According to Bloomberg data, the value of federal contracts awarded using simplified acquisition procedures rose 5.5% to a 10-year high of $21 billion in fiscal 2016. The rise in usage of simplified acquisition follows rule changes made to encourage its use, including raising the threshold for commercial purchases. According to Bloomberg, contracts using simplified acquisition procedures accounted for 4.4% of the $475 billion in discretionary spending obligated in fiscal 2016.
Coalition for Government Procurement President Roger Waldron writes about how the Department of Veterans Affairs (VA) Multiple Award Schedule (MAS) Program could be improved, arguing that its pricing policies are decades out of date. Waldron discusses the ins and outs of the program in the context of President-Elect Donald Trump’s call for the federal government to drive down costs of pharmaceuticals. Some $11 billion of the $14 billion in purchases in the VA’s MAS program are on pharmaceuticals. Waldron also claims the program operates under “a significant number of non-commercial terms and conditions, and burdensome evaluation and award processes.”
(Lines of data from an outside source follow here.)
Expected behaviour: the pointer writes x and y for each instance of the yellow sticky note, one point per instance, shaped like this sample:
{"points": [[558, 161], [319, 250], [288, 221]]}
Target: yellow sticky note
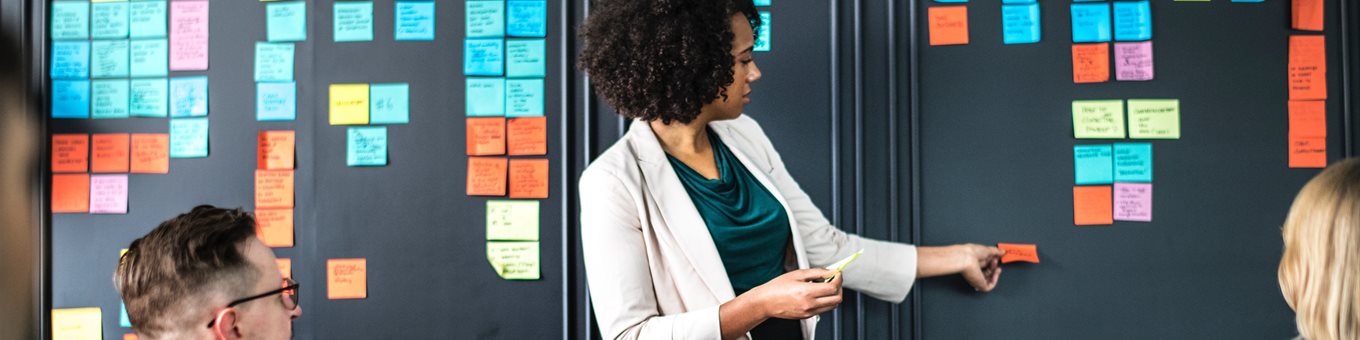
{"points": [[348, 104]]}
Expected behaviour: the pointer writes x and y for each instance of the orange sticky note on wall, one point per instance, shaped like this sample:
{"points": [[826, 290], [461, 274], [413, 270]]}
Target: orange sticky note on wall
{"points": [[347, 279], [1092, 206], [528, 178], [70, 153], [948, 25]]}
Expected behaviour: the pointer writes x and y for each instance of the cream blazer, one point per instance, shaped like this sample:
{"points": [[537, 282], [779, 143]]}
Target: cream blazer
{"points": [[650, 263]]}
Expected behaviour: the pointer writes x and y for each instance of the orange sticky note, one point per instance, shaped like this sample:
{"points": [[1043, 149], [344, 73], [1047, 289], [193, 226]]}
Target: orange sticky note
{"points": [[486, 176], [527, 136], [276, 150], [1017, 252], [1092, 204], [274, 189], [486, 136], [70, 153], [948, 25], [71, 193], [275, 227], [347, 279], [528, 178], [1091, 63], [150, 153]]}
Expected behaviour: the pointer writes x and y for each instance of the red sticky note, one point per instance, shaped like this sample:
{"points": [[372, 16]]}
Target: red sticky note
{"points": [[948, 25]]}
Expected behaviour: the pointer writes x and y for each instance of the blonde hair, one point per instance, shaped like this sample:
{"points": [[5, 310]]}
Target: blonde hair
{"points": [[1319, 271]]}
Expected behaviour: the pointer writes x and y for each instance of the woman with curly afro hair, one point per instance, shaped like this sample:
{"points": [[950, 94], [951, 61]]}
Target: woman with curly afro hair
{"points": [[691, 225]]}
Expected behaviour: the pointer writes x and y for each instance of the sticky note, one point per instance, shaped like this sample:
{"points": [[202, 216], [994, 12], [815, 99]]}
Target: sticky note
{"points": [[347, 279], [352, 21], [1091, 63], [189, 138], [1092, 206], [276, 101], [527, 18], [948, 25], [1020, 23], [389, 104], [286, 21], [1091, 22], [415, 21], [1155, 119], [527, 136], [486, 176], [484, 19], [150, 153], [348, 104], [274, 189]]}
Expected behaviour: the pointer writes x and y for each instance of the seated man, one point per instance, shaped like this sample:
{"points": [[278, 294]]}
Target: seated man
{"points": [[204, 275]]}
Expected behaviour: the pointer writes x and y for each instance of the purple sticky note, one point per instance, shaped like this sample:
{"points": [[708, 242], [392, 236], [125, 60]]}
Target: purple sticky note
{"points": [[109, 193], [1133, 60], [1132, 201]]}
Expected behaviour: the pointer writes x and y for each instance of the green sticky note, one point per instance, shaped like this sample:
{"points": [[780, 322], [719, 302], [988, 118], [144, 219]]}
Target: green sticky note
{"points": [[1098, 119], [1155, 119]]}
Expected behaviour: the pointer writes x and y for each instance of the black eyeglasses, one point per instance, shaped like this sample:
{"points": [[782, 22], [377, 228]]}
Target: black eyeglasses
{"points": [[289, 297]]}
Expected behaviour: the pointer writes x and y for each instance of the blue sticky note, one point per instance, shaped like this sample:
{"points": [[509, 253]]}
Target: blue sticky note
{"points": [[367, 146], [527, 18], [1132, 21], [70, 59], [486, 97], [352, 21], [1090, 22], [415, 21], [1095, 163], [286, 21], [70, 98], [1020, 23], [148, 97], [188, 138], [389, 104], [276, 101], [109, 98], [274, 61], [189, 97]]}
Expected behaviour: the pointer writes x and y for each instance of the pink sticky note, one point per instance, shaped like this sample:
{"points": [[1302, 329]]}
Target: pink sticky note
{"points": [[188, 36], [1133, 201], [109, 193]]}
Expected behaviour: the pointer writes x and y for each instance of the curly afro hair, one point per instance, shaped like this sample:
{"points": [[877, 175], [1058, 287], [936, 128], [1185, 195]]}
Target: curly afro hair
{"points": [[661, 59]]}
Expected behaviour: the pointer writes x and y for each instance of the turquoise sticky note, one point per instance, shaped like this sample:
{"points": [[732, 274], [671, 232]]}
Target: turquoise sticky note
{"points": [[70, 59], [389, 104], [274, 61], [486, 19], [147, 19], [352, 21], [415, 21], [109, 98], [70, 21], [486, 97], [148, 57], [188, 138], [1132, 21], [527, 18], [1090, 22], [188, 97], [1020, 23], [276, 101], [1133, 162], [70, 98], [286, 21], [1094, 163], [367, 146], [148, 97]]}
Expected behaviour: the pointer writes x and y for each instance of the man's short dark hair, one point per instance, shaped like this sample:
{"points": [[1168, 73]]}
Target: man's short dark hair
{"points": [[174, 267]]}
State IT and Procurement Officials Join Forces
A meeting organized by the National Association of State Chief Information Officers (NASCIO) and the National Association of State Procurement Officials (NASPO) has resulted in an action plan to help modernize procurement practices to match the needs of IT departments. The action plan includes CPOs and CIOs working closely together, early in the process, and centralizing the governance structure to help facilitate collaboration.
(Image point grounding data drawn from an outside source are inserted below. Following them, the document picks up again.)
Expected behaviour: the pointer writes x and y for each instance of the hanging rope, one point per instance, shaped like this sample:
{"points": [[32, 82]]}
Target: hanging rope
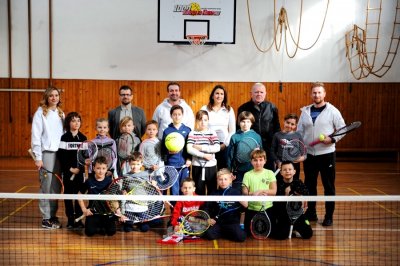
{"points": [[362, 61], [282, 28]]}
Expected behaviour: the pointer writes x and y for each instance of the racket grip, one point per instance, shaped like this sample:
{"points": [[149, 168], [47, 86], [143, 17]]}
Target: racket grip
{"points": [[315, 142], [79, 218], [291, 231]]}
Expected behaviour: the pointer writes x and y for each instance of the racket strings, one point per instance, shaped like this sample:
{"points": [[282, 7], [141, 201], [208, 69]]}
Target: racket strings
{"points": [[293, 150]]}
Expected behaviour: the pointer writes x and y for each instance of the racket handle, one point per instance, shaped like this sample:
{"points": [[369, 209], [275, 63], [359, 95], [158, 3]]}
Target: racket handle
{"points": [[291, 231], [79, 218], [315, 142]]}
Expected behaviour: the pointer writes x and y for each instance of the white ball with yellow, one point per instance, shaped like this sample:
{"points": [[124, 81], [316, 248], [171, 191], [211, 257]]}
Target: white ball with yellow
{"points": [[174, 142]]}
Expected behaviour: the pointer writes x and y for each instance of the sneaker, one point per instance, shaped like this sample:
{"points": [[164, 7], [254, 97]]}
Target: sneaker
{"points": [[56, 223], [79, 225], [46, 223], [311, 216], [70, 223], [144, 227], [327, 222]]}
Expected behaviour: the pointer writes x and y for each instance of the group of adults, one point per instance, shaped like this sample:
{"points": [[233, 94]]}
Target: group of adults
{"points": [[47, 128]]}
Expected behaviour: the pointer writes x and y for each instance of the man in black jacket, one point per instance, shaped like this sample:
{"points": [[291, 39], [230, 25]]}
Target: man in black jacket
{"points": [[126, 109], [266, 118]]}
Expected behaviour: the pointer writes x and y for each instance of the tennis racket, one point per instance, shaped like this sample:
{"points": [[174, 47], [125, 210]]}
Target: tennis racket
{"points": [[139, 211], [294, 210], [105, 207], [166, 176], [244, 148], [151, 151], [292, 150], [43, 171], [125, 147], [341, 131], [109, 154], [260, 225], [87, 152], [195, 223]]}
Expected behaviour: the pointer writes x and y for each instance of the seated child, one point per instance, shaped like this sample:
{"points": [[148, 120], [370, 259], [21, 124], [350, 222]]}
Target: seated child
{"points": [[225, 216], [290, 186], [95, 184]]}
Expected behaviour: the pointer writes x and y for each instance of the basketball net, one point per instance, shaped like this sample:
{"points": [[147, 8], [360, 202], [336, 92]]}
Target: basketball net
{"points": [[196, 40]]}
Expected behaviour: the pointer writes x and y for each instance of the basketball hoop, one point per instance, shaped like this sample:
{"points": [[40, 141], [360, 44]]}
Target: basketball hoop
{"points": [[196, 39]]}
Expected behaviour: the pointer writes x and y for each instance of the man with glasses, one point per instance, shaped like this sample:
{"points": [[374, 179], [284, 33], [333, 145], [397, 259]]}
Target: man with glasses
{"points": [[126, 109], [162, 115]]}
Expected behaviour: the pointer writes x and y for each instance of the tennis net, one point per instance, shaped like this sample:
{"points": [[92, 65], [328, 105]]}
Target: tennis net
{"points": [[365, 231]]}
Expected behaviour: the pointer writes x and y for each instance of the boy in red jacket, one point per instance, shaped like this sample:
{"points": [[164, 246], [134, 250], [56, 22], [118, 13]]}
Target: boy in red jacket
{"points": [[182, 208]]}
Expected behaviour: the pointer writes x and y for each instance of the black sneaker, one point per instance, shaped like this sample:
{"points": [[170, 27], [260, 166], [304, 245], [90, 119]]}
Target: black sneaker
{"points": [[79, 225], [70, 224], [56, 223], [327, 222], [46, 223], [311, 216]]}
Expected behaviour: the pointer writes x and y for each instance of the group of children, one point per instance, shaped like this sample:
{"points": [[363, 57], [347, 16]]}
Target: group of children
{"points": [[199, 152]]}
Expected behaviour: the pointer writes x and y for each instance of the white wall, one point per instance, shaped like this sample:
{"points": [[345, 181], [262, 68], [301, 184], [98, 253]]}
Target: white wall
{"points": [[103, 39]]}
Tom VanAntwerp, director of information technology at the Tax Foundation, sticks up for 18F, the General Services Administration’s (GSA) tech startup, after it has been criticized for losing money. VanAntwerp takes issue with a high-profile column in the Washington Post, noting that while it’s easy to condemn a group for operating $31.6 million in the red, and 18F should work to turn around its fiscal issues, that number is much smaller than the money lost on many programs that are allowed to continue. VanAntwerp also notes that 18F had management problems when it came to billing agencies for work completed, but often did the work without billing to ensure the work was done in a timely manner. “I applaud 18F here for doing what they set out to do: fixing government IT, damn the bureaucracy,” he writes.
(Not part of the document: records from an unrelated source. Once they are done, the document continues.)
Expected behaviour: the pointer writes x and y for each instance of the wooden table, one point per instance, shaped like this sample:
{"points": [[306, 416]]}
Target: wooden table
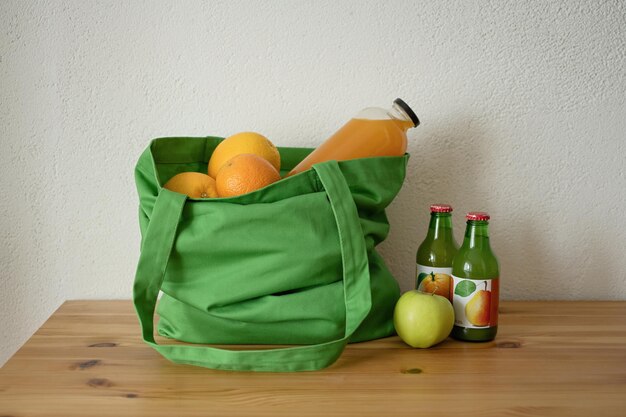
{"points": [[549, 359]]}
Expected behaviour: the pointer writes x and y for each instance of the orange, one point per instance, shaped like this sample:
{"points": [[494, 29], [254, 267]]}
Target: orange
{"points": [[245, 142], [194, 184], [243, 174]]}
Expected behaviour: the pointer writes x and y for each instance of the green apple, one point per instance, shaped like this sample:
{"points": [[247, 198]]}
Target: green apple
{"points": [[422, 319]]}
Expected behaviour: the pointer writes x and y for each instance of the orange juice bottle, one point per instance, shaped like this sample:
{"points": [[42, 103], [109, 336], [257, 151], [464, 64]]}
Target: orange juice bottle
{"points": [[372, 132]]}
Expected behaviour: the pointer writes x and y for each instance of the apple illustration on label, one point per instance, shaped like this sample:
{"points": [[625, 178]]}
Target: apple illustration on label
{"points": [[423, 320], [434, 283], [478, 308]]}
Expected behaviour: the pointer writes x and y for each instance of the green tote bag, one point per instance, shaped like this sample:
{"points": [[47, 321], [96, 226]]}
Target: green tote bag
{"points": [[293, 263]]}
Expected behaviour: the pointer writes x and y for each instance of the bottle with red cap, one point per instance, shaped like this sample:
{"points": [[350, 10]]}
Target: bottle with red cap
{"points": [[476, 281], [435, 254]]}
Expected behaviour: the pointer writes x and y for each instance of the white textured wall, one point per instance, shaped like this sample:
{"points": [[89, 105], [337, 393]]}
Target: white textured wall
{"points": [[522, 103]]}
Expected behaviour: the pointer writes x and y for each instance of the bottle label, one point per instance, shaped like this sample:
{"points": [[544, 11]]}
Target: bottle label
{"points": [[433, 280], [475, 302]]}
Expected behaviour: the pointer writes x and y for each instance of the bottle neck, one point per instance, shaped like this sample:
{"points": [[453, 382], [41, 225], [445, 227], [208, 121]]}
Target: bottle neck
{"points": [[440, 226], [476, 235], [403, 119]]}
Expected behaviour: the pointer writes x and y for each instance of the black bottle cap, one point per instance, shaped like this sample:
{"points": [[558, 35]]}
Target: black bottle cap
{"points": [[408, 111]]}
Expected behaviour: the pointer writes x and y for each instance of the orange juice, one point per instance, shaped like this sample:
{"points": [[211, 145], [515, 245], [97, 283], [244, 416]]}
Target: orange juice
{"points": [[373, 132]]}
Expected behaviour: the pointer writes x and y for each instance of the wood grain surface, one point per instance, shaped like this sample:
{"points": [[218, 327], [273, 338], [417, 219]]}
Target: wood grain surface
{"points": [[549, 359]]}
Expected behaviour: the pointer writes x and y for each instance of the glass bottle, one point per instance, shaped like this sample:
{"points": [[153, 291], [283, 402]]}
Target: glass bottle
{"points": [[372, 132], [476, 277], [434, 256]]}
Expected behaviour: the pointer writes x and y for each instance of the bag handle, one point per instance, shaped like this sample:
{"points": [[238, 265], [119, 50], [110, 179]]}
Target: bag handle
{"points": [[155, 253]]}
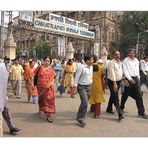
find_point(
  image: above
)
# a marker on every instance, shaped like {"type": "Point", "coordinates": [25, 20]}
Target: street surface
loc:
{"type": "Point", "coordinates": [25, 116]}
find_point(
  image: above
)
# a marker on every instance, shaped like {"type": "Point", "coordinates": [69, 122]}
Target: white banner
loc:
{"type": "Point", "coordinates": [44, 24]}
{"type": "Point", "coordinates": [26, 16]}
{"type": "Point", "coordinates": [61, 20]}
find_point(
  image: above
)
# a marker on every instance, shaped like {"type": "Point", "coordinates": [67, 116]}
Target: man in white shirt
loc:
{"type": "Point", "coordinates": [114, 75]}
{"type": "Point", "coordinates": [131, 73]}
{"type": "Point", "coordinates": [144, 71]}
{"type": "Point", "coordinates": [83, 81]}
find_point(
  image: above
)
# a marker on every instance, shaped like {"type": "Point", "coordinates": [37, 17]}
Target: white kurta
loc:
{"type": "Point", "coordinates": [3, 90]}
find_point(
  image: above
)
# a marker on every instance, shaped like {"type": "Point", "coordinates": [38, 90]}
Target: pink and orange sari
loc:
{"type": "Point", "coordinates": [46, 94]}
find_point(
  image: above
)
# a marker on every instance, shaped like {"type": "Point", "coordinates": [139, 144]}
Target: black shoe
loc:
{"type": "Point", "coordinates": [14, 131]}
{"type": "Point", "coordinates": [82, 123]}
{"type": "Point", "coordinates": [144, 116]}
{"type": "Point", "coordinates": [109, 111]}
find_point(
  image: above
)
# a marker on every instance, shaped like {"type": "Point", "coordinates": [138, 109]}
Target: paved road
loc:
{"type": "Point", "coordinates": [26, 118]}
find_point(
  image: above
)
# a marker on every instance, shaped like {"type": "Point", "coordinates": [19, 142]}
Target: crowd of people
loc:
{"type": "Point", "coordinates": [89, 78]}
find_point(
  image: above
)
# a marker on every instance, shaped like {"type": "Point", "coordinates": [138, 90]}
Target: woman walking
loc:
{"type": "Point", "coordinates": [45, 86]}
{"type": "Point", "coordinates": [31, 89]}
{"type": "Point", "coordinates": [96, 97]}
{"type": "Point", "coordinates": [69, 77]}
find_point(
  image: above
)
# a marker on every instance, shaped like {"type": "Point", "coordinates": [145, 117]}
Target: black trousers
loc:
{"type": "Point", "coordinates": [114, 97]}
{"type": "Point", "coordinates": [134, 91]}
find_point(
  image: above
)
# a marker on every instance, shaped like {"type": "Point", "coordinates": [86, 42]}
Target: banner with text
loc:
{"type": "Point", "coordinates": [65, 27]}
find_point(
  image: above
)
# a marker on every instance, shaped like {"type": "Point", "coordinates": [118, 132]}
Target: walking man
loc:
{"type": "Point", "coordinates": [83, 81]}
{"type": "Point", "coordinates": [131, 73]}
{"type": "Point", "coordinates": [144, 72]}
{"type": "Point", "coordinates": [114, 75]}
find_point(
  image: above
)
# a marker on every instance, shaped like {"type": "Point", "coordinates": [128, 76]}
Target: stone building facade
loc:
{"type": "Point", "coordinates": [103, 23]}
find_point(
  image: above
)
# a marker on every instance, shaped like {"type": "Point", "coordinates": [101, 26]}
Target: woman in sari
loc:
{"type": "Point", "coordinates": [45, 86]}
{"type": "Point", "coordinates": [31, 89]}
{"type": "Point", "coordinates": [97, 89]}
{"type": "Point", "coordinates": [69, 77]}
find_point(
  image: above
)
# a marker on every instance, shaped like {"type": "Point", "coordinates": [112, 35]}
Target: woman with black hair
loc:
{"type": "Point", "coordinates": [45, 85]}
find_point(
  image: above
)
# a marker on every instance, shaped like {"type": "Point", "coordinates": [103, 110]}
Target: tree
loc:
{"type": "Point", "coordinates": [134, 23]}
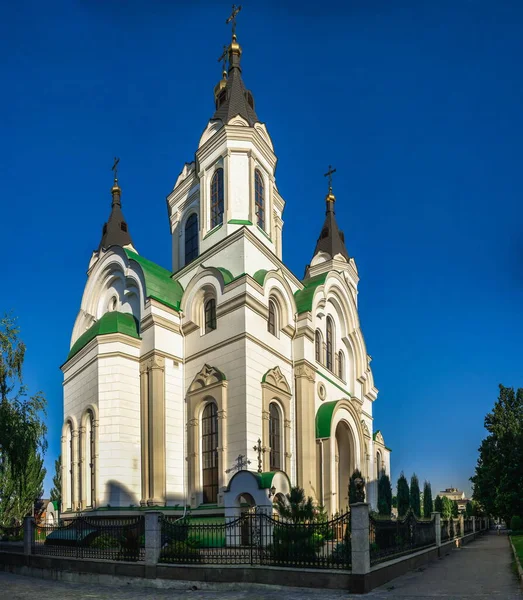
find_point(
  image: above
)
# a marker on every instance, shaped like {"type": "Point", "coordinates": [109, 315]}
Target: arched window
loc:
{"type": "Point", "coordinates": [217, 198]}
{"type": "Point", "coordinates": [210, 315]}
{"type": "Point", "coordinates": [317, 345]}
{"type": "Point", "coordinates": [191, 238]}
{"type": "Point", "coordinates": [330, 343]}
{"type": "Point", "coordinates": [272, 323]}
{"type": "Point", "coordinates": [210, 453]}
{"type": "Point", "coordinates": [69, 467]}
{"type": "Point", "coordinates": [341, 365]}
{"type": "Point", "coordinates": [275, 437]}
{"type": "Point", "coordinates": [259, 199]}
{"type": "Point", "coordinates": [90, 459]}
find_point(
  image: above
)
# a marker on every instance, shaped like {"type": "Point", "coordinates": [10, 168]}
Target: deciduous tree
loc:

Bloomberg highlights—amid recent controversies regarding alleged Russian interference in the recent presidential election—that the National Aeronautics and Space Administration (NASA) has spent $897 million with Russia’s space agency since 2015. Congress has called for stiff sanctions against Russia, while President Barack Obama has expelled 35 Russian diplomats from the U.S., and yet NASA is still beholden to Roscosmos to send astronauts to the International Space Station, after Congress cut NASA’s Commercial Crew Program budget.
The owner of a construction company and a U.S. military veteran have been indicted by a federal grand jury for their alleged roles in a “rent-a-vet” scheme to obtain more than $13.8 million in federal contracts. According to the indictment, Paul R. Salavitch set up Patriot Company, Inc., as a pass-through company to take advantage of his veteran and service-disabled veteran status and bid for 20 set-aside contracts. The work and money would then go to Joseph K. Wilson’s company, according to the indictment. The Department of Justice alleges Patriot Company bid on at least 20 contracts and received $13.8 million in awards.